Grand Theft Auto used to be one of a kind - a frontier city, lawless and free. Nowadays, though, the open world genre is almost as populous and prosperous as the FPS. Everybody, his uncle and his uncle's dog wants a crack, whether it's superheroic gadding about, sweaty tussles in the African underbrush or a murderous whistlestop tour of 15th century Rome.
GTA's star remains untarnished - the fourth game is still probably the finest urban open-worlder on Xbox 360, despite the raucous success of THQ's Saints Row. But four years post-release, other games have overtaken it in key respects.
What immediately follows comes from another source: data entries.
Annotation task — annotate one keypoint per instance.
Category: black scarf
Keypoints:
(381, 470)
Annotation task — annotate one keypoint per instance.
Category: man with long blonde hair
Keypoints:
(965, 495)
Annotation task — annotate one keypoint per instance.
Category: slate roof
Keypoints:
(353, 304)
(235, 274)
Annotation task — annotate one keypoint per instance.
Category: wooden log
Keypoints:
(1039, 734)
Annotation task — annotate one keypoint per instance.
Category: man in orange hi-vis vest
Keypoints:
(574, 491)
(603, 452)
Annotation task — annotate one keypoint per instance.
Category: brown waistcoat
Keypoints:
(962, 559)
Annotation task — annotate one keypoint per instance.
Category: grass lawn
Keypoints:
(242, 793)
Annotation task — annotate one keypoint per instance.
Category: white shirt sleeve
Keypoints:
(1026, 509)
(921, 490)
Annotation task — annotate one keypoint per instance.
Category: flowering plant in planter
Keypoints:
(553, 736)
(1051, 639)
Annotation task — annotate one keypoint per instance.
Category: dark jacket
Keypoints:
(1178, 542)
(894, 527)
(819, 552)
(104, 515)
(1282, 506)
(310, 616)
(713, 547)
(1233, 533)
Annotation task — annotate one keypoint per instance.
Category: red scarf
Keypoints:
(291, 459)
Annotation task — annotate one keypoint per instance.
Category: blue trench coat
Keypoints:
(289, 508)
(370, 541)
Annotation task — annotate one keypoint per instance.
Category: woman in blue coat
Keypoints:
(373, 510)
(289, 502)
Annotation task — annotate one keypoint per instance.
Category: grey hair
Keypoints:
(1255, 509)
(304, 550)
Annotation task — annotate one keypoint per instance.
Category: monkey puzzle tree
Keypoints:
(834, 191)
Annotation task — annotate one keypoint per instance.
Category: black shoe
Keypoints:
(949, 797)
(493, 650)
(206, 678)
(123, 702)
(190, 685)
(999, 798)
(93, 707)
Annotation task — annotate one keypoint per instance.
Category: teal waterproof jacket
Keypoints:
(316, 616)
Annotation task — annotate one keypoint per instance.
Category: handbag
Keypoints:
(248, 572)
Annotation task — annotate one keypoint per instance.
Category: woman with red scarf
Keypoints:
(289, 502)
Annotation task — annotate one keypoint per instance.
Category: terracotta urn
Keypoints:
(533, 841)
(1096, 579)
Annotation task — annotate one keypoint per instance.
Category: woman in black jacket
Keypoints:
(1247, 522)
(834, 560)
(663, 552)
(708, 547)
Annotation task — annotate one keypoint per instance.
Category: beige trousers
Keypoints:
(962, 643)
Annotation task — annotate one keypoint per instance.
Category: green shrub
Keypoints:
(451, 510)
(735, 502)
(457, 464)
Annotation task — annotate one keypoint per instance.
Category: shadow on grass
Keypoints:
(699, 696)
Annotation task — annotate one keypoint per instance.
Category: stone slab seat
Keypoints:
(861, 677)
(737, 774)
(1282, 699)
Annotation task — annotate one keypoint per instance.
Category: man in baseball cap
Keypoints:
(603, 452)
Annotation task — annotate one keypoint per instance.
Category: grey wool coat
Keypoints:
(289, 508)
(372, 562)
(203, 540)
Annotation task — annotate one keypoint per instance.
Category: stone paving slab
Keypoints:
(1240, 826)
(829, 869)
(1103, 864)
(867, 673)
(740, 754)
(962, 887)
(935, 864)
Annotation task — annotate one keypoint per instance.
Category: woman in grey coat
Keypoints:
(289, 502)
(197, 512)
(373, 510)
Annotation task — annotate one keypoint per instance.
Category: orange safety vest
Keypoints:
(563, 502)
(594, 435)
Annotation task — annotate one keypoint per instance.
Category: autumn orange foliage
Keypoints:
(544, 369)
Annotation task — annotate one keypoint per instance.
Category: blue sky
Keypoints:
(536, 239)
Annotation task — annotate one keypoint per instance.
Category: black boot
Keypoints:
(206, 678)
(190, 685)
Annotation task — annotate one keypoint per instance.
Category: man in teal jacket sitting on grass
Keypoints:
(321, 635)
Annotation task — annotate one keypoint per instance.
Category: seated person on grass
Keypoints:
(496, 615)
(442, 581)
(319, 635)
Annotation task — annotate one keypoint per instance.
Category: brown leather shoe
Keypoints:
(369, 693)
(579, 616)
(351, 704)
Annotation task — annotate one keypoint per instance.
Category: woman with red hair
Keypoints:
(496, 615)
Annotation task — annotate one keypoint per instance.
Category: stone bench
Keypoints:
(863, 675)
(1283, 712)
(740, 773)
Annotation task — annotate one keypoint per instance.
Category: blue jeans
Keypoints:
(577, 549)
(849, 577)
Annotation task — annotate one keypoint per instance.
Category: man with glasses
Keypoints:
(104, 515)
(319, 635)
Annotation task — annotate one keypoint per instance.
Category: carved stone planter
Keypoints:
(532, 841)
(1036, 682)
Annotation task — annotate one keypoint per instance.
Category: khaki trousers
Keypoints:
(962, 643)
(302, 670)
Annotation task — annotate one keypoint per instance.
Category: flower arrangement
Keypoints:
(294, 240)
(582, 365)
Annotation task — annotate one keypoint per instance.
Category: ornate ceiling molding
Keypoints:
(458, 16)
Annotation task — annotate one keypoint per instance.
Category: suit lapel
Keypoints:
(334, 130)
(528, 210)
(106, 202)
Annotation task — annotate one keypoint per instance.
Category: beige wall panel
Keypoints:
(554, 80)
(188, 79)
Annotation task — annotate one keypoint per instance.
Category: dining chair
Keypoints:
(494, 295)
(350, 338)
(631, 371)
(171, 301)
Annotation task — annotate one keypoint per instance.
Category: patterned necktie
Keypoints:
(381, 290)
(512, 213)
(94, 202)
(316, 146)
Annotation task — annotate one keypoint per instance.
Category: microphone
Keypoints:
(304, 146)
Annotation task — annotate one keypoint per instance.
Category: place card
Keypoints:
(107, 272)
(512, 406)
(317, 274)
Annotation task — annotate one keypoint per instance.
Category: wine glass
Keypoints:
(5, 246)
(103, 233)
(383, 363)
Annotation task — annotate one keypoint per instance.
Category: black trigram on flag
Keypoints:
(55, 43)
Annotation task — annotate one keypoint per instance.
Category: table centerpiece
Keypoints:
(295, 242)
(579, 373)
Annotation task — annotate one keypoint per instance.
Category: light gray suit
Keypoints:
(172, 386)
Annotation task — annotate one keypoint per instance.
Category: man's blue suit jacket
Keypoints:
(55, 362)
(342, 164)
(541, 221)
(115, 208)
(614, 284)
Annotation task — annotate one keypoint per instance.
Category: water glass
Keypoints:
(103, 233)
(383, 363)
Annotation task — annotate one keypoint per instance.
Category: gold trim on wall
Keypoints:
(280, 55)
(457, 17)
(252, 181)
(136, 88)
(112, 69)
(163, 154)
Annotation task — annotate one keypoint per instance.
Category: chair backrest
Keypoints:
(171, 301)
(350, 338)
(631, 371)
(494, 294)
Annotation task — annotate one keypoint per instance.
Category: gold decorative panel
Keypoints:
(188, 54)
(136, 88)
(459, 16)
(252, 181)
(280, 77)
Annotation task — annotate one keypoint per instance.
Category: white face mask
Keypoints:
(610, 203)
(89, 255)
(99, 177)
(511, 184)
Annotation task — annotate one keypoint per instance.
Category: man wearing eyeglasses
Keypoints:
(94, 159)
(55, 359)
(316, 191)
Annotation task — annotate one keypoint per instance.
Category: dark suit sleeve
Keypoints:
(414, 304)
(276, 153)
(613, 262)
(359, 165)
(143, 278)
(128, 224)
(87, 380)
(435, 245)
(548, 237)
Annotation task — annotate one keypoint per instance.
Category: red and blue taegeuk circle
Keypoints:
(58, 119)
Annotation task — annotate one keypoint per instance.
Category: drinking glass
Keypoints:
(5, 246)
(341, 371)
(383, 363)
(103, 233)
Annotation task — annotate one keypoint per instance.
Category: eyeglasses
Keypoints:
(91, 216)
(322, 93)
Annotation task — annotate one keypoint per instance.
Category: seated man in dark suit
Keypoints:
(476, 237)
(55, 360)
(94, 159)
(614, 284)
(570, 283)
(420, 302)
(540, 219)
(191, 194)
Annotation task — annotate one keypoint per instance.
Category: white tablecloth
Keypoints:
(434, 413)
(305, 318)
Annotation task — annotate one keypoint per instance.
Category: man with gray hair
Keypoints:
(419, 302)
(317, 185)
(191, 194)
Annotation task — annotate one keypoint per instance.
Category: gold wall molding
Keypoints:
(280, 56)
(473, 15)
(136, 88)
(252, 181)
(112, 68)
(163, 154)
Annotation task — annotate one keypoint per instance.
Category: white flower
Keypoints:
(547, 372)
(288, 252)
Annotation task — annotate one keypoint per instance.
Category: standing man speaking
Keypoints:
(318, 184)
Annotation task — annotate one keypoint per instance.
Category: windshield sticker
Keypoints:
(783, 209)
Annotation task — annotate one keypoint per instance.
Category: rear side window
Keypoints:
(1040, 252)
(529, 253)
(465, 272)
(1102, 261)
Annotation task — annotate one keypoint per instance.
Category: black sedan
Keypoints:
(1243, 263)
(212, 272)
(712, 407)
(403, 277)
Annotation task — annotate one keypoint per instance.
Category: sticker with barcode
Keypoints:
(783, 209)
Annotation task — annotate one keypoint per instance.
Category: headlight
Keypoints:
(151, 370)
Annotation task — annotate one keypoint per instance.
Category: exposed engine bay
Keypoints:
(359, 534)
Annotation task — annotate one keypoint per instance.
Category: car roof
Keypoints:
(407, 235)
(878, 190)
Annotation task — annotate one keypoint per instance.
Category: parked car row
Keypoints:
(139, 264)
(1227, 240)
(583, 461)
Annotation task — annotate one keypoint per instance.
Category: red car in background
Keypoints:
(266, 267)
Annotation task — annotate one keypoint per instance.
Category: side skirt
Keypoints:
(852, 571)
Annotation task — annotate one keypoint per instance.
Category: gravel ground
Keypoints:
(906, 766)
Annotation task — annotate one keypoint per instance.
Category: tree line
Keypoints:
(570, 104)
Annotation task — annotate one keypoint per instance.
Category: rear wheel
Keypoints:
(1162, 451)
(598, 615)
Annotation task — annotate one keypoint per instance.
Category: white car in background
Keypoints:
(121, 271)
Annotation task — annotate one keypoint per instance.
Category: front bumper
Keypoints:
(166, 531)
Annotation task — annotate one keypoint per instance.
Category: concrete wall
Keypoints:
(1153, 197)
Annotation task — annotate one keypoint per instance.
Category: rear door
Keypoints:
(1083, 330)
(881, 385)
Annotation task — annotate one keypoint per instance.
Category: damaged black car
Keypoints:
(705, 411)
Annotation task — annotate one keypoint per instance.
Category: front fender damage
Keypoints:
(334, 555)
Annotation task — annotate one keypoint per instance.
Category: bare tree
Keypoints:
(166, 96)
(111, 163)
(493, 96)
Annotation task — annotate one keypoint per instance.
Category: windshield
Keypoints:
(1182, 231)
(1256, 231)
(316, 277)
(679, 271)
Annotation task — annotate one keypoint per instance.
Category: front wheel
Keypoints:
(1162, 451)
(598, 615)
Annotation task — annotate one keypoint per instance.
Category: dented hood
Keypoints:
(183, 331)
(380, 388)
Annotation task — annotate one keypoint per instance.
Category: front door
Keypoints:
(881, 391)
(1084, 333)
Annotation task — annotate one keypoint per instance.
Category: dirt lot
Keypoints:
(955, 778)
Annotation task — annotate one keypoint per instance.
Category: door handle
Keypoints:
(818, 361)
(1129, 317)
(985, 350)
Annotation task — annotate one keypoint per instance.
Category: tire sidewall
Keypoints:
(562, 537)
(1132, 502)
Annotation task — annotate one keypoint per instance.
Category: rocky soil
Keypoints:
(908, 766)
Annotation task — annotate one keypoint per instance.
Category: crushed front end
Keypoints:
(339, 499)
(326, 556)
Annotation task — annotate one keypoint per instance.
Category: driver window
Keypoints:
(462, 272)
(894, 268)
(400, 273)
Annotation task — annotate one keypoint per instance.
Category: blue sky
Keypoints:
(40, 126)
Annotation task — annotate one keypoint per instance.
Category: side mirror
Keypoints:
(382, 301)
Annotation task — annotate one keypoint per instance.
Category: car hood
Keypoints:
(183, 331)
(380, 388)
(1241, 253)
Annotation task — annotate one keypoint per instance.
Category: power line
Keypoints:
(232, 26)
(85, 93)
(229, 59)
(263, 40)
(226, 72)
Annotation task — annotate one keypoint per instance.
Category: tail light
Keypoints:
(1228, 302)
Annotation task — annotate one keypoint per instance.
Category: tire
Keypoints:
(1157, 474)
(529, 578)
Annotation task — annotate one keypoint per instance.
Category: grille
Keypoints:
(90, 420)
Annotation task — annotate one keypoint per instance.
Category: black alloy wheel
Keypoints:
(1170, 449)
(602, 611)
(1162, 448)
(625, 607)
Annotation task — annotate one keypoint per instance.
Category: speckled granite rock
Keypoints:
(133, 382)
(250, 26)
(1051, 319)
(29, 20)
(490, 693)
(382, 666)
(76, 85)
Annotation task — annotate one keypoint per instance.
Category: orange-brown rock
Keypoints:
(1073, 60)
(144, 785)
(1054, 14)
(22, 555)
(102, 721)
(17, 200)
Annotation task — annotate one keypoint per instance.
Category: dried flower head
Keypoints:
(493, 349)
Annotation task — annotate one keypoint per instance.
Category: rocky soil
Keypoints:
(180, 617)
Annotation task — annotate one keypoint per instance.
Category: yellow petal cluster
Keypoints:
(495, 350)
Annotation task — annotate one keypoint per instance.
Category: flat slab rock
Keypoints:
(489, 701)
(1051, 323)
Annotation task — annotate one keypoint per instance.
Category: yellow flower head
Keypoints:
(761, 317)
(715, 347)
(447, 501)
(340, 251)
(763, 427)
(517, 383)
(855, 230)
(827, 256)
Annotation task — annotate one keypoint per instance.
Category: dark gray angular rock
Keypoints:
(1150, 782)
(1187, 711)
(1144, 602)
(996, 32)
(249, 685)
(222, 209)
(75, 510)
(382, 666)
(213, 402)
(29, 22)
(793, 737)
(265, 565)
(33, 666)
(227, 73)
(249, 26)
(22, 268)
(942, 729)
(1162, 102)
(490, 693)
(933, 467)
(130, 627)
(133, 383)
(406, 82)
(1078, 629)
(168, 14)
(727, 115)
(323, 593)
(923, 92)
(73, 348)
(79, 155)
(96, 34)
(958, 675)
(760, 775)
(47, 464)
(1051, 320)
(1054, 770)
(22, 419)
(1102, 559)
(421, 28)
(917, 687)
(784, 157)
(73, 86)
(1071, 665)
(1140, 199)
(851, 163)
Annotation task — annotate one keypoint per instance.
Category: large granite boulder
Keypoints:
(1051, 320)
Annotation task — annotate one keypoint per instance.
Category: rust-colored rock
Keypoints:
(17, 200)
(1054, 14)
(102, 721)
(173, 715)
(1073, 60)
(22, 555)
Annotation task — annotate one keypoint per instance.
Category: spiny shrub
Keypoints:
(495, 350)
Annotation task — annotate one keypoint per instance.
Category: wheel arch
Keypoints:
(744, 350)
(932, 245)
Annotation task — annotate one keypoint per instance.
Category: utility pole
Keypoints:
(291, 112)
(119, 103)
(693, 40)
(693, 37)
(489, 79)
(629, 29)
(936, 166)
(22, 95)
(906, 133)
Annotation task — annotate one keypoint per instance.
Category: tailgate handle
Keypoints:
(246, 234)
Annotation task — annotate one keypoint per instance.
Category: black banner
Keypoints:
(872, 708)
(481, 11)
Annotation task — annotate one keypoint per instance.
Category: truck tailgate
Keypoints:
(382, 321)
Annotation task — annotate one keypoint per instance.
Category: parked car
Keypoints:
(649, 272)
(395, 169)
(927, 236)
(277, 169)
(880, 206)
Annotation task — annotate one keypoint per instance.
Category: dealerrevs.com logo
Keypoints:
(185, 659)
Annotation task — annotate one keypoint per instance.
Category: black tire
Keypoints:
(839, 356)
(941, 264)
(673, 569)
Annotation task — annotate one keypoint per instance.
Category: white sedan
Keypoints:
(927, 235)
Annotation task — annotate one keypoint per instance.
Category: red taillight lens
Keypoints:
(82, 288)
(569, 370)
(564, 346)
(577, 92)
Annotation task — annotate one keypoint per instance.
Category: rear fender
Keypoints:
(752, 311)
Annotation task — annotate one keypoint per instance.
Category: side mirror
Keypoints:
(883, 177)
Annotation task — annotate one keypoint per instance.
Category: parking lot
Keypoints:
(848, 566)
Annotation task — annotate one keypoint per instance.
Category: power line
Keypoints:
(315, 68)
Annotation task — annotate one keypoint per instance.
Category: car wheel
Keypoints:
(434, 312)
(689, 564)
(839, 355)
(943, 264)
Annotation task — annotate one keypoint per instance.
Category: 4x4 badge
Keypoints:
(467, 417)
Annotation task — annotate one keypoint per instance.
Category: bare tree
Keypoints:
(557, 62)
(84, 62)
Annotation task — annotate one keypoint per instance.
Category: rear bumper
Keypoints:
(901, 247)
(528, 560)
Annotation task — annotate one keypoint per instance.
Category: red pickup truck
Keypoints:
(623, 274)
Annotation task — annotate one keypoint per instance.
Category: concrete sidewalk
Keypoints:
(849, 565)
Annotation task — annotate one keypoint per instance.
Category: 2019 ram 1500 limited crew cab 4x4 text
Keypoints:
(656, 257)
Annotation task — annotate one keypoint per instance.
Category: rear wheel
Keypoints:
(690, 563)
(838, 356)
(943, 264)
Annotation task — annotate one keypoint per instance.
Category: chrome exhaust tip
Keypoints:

Rockstar would do well to heed the example of the below games in particular.
1. Batman: Arkham City
Side content with structure
Arkham City does a lot of things extraordinarily well, but what I most like about it as that it doesn't compromise on sophistication for the sake of breadth. When the shift to true-blue open worldliness was announced, I feared that removing the Asylum's walls would cost the game depth in terms of peripheral tasks and objectives. I feared that Batman's abilities and gizmos would be smeared across a personality-lite roster of collectables, punch-ups and bitty encounters. Miraculously, the game remains as dense with challenge as its predecessor - denser, in fact, thanks to an expanded Riddler sidestory and puzzles. Grand Theft Auto 5 probably won't beat Batman for gadgets, but I hope it'll similarly craft meaty scenarios around tangential goals.
2. Saints Row: The Third
A taste for idiocy
In Grand Theft Auto: Vice City, you get to chainsaw traitorous mafia stooges and guzzle slow-motion pills which bestow the strength to punch innocent/not-so-innocent bystanders over buildings. The fourth game offers a decent amount of comedy, but it's comedy of the drier, less wantonly slapstick sort, and tickled as we are, we can't help missing the absurdities of older games. Saints Row has filled that particular niche - filled it with party poppers, sewage and dildos. Time to take toilet humour back.